AminHP / gym-anytrading

The most simple, flexible, and comprehensive OpenAI Gym trading environment (Approved by OpenAI Gym)
MIT License
2.1k stars 465 forks source link

Clarifications on Frequency of Algo trades #47

Closed QuantumCrazy closed 3 years ago

QuantumCrazy commented 3 years ago

explain

I am playing around with some financial data and testing various models, and I'd like to understand some things:

1) Firstly, is there a way to plot all the training buy/sell positions against the prices the bot bought and sold at? I can only see reward over time plotted.

2) In the attachment, can you explain why the reward jumps up from 378 to 379 on the x-axis when it goes from selling a low price to buying a high price? Or is price info hidden and the bot is actually buying a low price and selling a high price in the background?

3) My biggest challenge is how often should the bot run because every time it is run, it generates a signal. So if I run it every day, it will generate a signal very day, if I run it every 4 days, it will generate a signal every 4 days etc.....it basically generates a signal based on the timesteps of your dataset. So if you have hourly data, is it best practice to run it every hour, and if you have daily data, is it best practice to run it every day? How can we change the reward function to penalize very short term trades and make it trade every once in a while?
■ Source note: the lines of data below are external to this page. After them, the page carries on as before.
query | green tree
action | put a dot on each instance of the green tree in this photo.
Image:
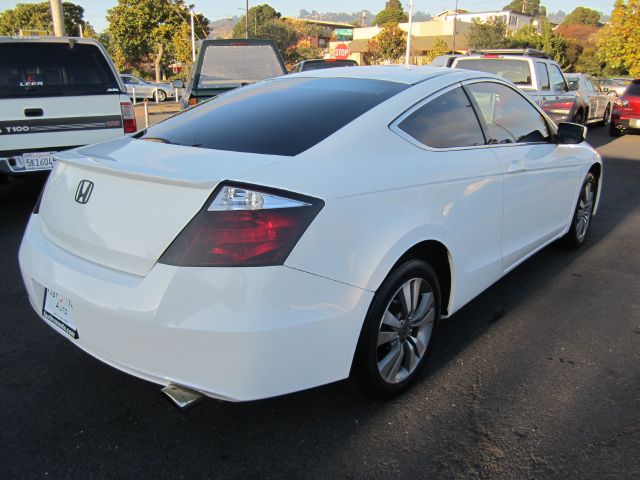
(259, 16)
(546, 40)
(388, 46)
(37, 16)
(143, 30)
(532, 7)
(582, 16)
(489, 34)
(392, 13)
(618, 40)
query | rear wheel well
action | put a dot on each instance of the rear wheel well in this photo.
(437, 256)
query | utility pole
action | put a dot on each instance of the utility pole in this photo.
(193, 38)
(406, 61)
(246, 21)
(455, 18)
(57, 15)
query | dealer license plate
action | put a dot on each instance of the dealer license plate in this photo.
(58, 309)
(38, 160)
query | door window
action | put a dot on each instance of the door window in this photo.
(508, 116)
(557, 79)
(447, 121)
(543, 75)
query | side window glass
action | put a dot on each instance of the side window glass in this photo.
(508, 116)
(543, 75)
(557, 79)
(446, 121)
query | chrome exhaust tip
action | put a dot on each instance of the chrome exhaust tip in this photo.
(182, 397)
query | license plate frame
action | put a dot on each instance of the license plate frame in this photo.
(58, 309)
(34, 161)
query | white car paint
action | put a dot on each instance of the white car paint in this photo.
(245, 333)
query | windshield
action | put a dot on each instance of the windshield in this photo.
(515, 70)
(35, 69)
(280, 117)
(231, 66)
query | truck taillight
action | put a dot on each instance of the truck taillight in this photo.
(128, 117)
(243, 226)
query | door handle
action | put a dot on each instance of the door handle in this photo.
(516, 166)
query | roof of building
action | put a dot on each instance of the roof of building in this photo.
(323, 23)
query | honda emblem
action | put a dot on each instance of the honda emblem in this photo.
(83, 192)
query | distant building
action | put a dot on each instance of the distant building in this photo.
(513, 20)
(328, 31)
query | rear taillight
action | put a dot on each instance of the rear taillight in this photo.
(128, 117)
(243, 226)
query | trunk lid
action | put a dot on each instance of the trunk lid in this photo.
(121, 204)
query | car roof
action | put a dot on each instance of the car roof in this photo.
(78, 40)
(407, 74)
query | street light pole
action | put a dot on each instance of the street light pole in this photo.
(58, 18)
(246, 21)
(409, 36)
(193, 38)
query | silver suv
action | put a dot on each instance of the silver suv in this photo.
(533, 72)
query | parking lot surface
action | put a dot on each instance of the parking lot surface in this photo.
(538, 377)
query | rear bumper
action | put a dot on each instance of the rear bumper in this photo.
(11, 163)
(231, 333)
(625, 121)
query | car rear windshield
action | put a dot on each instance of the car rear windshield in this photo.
(515, 70)
(321, 65)
(279, 117)
(36, 69)
(231, 66)
(633, 89)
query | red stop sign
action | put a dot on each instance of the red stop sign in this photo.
(342, 51)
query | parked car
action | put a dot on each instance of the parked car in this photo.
(445, 60)
(223, 65)
(626, 111)
(56, 94)
(242, 289)
(145, 89)
(321, 63)
(533, 72)
(597, 102)
(612, 85)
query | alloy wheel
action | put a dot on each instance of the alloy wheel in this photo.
(585, 209)
(405, 330)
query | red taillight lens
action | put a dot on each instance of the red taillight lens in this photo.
(128, 117)
(252, 237)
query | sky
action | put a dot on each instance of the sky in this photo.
(95, 10)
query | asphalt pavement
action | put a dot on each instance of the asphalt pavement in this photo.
(538, 377)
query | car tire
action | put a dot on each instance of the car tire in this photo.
(582, 214)
(396, 338)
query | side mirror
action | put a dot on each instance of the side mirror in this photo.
(571, 133)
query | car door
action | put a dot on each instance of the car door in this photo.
(539, 176)
(469, 201)
(564, 100)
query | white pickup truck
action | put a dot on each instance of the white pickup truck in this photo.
(56, 93)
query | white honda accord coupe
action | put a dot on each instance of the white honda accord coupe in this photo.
(303, 229)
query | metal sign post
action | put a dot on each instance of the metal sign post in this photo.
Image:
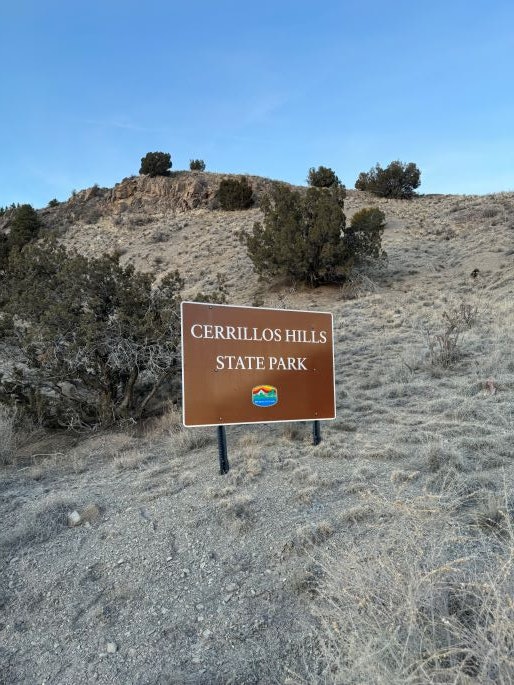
(316, 433)
(243, 365)
(222, 450)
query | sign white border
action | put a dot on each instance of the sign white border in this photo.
(269, 309)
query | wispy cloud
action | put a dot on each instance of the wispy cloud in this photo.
(122, 124)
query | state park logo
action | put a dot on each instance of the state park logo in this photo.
(264, 396)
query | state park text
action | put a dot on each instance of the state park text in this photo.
(230, 352)
(231, 362)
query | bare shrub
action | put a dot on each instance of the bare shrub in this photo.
(7, 419)
(443, 346)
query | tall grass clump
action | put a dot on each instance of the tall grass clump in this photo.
(424, 598)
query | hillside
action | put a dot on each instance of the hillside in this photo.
(384, 555)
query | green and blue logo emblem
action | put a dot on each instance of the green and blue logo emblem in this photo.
(264, 396)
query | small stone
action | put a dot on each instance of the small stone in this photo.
(74, 519)
(90, 513)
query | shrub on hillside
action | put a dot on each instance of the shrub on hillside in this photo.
(156, 164)
(98, 340)
(365, 232)
(322, 177)
(234, 194)
(25, 226)
(398, 180)
(303, 236)
(197, 165)
(4, 252)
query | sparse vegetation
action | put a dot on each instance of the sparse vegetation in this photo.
(196, 165)
(322, 177)
(90, 331)
(397, 180)
(303, 237)
(25, 226)
(156, 164)
(235, 194)
(383, 555)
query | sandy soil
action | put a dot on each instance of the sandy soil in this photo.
(178, 575)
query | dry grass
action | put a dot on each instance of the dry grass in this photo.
(423, 599)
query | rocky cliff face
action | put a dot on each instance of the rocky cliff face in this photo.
(182, 191)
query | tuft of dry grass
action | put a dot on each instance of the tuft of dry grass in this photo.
(189, 439)
(423, 599)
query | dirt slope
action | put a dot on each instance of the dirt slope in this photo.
(177, 575)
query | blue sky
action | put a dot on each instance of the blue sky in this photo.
(269, 88)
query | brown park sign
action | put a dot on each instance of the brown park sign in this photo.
(255, 365)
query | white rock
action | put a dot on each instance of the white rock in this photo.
(74, 519)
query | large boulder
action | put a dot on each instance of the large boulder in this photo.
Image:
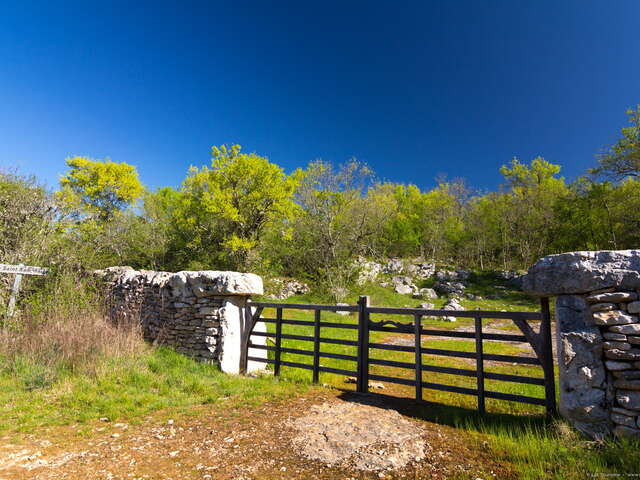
(583, 272)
AminHP commented 3 years ago
  1. You can call the render method of the training env, and it will plot the training positions. Moreover, you can get the required information from the history attribute of the env.

  2. This plot shows positions, not actions. The position at 379 is Long, so it means the agent made a Buy action at 378.

  3. I can't say if it is a best practice or not. But I think it is better to trade based on the exact timestamps in the training dataframe. For example, if your training dataframe has hourly data of these 9:30, 10:30, 11:30 points, you should trade at these timestamps in the test data. You can give a negative reward based on the difference between _last_trade_tick and _current_tick attributes.